Here, we show that an ultrafast charge-carrier self-trapping process limits long-range charge-carrier transport in most bismuth-based semiconductors.[1-7] We have examined the evolution of photoexcited charge carriers in the double perovskite Cs₂AgBiBr₆ using a combination of temperature-dependent photoluminescence, absorption and optical pump−terahertz probe spectroscopy.[1] We observe rapid decays in terahertz photoconductivity transients that reveal an ultrafast, barrier-free localization of free carriers on the time scale of 1.0 ps to an intrinsic self-trapped small polaronic state.
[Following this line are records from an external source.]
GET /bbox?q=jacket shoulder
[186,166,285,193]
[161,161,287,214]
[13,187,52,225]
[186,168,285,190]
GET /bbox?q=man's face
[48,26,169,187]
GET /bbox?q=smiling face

Alloying Cs₂AgBiBr₆ with Cs₂AgSbBr₆ on the trivalent metal site interestingly leads to significantly stronger self-localisation,[2] which we attribute to self-localised charge carriers probing the energetic landscape more locally thus turning an alloy’s low-energy sites (here, Sb sites) into traps, which dramatically deteriorates transport properties. We further demonstrate the novel lead-free semiconductor Cu₂AgBiI₆ which exhibits a low exciton binding energy of ~29 meV and a lower and direct band gap near 2.1 eV,[3,4] making it a significantly more attractive lead-free material for photovoltaic applications. However, charge carriers in Cu₂AgBiI₆ are found to exhibit similarly strong charge-lattice interactions[4,5]. Further work examining five compositions along the AgBiI₄–CuI solid solution line (stoichiometry Cu_4x(AgBi)_1−xI₄) shows that increased Cu+ content enhances the band curvature around the valence band maximum, resulting in lower charge-carrier effective masses, reduced exciton binding energies, and higher mobilities, as well as partly mitigating the extent of such ultrafast self-localisation.[5] Interestingly, we show that thin films of BiOI lack of such self-trapping, with good charge-carrier mobility maintained over longer time scales, reaching ∼3 cm² V^–1 s^–1 at 295 K and increasing gradually to ∼13 cm² V^–1 s^–1 at 5 K, indicative of prevailing bandlike transport.[6] Finally, we examine thin films of AgBiS₂ nanocrystals as a function of Ag and Bi cation-ordering,[7] which is modified via thermal-annealing. We show that homogeneous cation disorder reduces charge-carrier localization, most likely because cation-disorder engineering flattens the disordered electronic landscape, removing tail states that would otherwise exacerbate Anderson localization of small polaronic states.[7]

Overall, self-trapping of charge carriers therefore emerges as a clear challenge for this class of materials. Our findings explore the parameter space governing such self-localization, highlighting the effects of local energetic disorder as an exacerbating factor that may pose new challenges to alloying strategies. In addition, or findings show that cation-disorder engineering may partly mitigate such effects through flattening of the local energy landscape.